A child goes missing on the remote Falklands Islands. This is not the first time it’s happened and the last two children to disappear have never been found.


Sharon Bolton has taken a break from her Lacey Flint series with this standalone, set on the remote Falkland Islands in 1994, only 12 years after the battle between Britain and Argentina for sovereignty of the islands in which 255 British soldiers died.

When a three-year-old boy goes missing on holiday, fears are immediately raised that this might be connected to the disappearance of two other boys - Fred Harper, two years ago and Jimmy Brown, a year and a half ago. Neither of them was found, and there are those on the islands who believe that Archie West has met the same fate, whatever that was.

Catrin knows what it’s like to lose a child.

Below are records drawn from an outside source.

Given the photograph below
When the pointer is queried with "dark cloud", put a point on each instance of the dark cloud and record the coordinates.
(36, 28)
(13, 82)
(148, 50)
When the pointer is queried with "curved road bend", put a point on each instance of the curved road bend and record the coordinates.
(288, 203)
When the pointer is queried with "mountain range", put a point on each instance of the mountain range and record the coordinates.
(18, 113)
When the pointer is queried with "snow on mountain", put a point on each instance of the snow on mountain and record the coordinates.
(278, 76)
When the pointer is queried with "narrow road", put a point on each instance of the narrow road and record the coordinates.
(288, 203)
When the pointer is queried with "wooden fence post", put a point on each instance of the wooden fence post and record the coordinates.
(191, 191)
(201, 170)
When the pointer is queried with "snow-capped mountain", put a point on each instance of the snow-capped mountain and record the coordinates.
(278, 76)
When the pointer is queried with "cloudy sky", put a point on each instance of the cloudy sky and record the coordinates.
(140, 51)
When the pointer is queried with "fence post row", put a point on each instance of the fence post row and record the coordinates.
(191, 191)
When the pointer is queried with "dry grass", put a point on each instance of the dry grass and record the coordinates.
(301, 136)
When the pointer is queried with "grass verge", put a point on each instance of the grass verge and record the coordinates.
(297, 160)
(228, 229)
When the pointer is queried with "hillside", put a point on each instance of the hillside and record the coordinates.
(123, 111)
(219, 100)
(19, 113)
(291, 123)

Her two young boys died in a tragic accident whilst in the care of Catrin’s best friend since childhood. A moment’s inattention on Rachel’s part resulted in the car the boys were in going over the cliff into the sea. Their deaths irrevocably severed the friendship between the two women and for three years, Catrin has been planning her revenge.

Little Black Lies is a haunting tale of the consequences of loss and war. Memories of the conflict are never far below the surface in the islands and for some, like former soldier Callum Murray, the horror has never entirely gone away. Callum was damaged by his experiences during the war and has suffered from post-traumatic stress disorder ever since, although it abated a little when he came back to the islands to live. But his vivid and consuming flashbacks can still be triggered, even by something like the sight of a child’s toy gun, leaving him with blanks in his memory and a crashing sense of guilt.

Catrin is consumed by hatred of Rachel, and her former best friend is tortured by the consequences of her inattentiveness, unable to love her youngest son because of her guilt that she has three living boys whereas Catrin has none, and even lost her third child to a still birth.

Bolton is at her best when dealing with the dark side of life, and Little Black Lies is no exception. Catrin, Callum and Rachel, who each narrate a third of the story, are all strong characters, each damaged in different ways by their experiences. The two women’s stories are divided from each other by Callum’s, making it easy to differentiate between them. There are times when it’s impossible to know who to believe, and in Rachel’s story, it becomes clear how tension has been mounting in the close-knit community on the islands as violence threatens to engulf them all.

This stark picture of island life – and death – is one that you won’t find in any holiday brochure. It’s dark, beautifully written and utterly gripping. The ending, when it comes, is one that I had to re-read three times, just to be sure. This is a book with no wasted words, and when you get to the final page, you’ll realise exactly how much Bolton can pack into a single sentence. This is domestic noir at its best.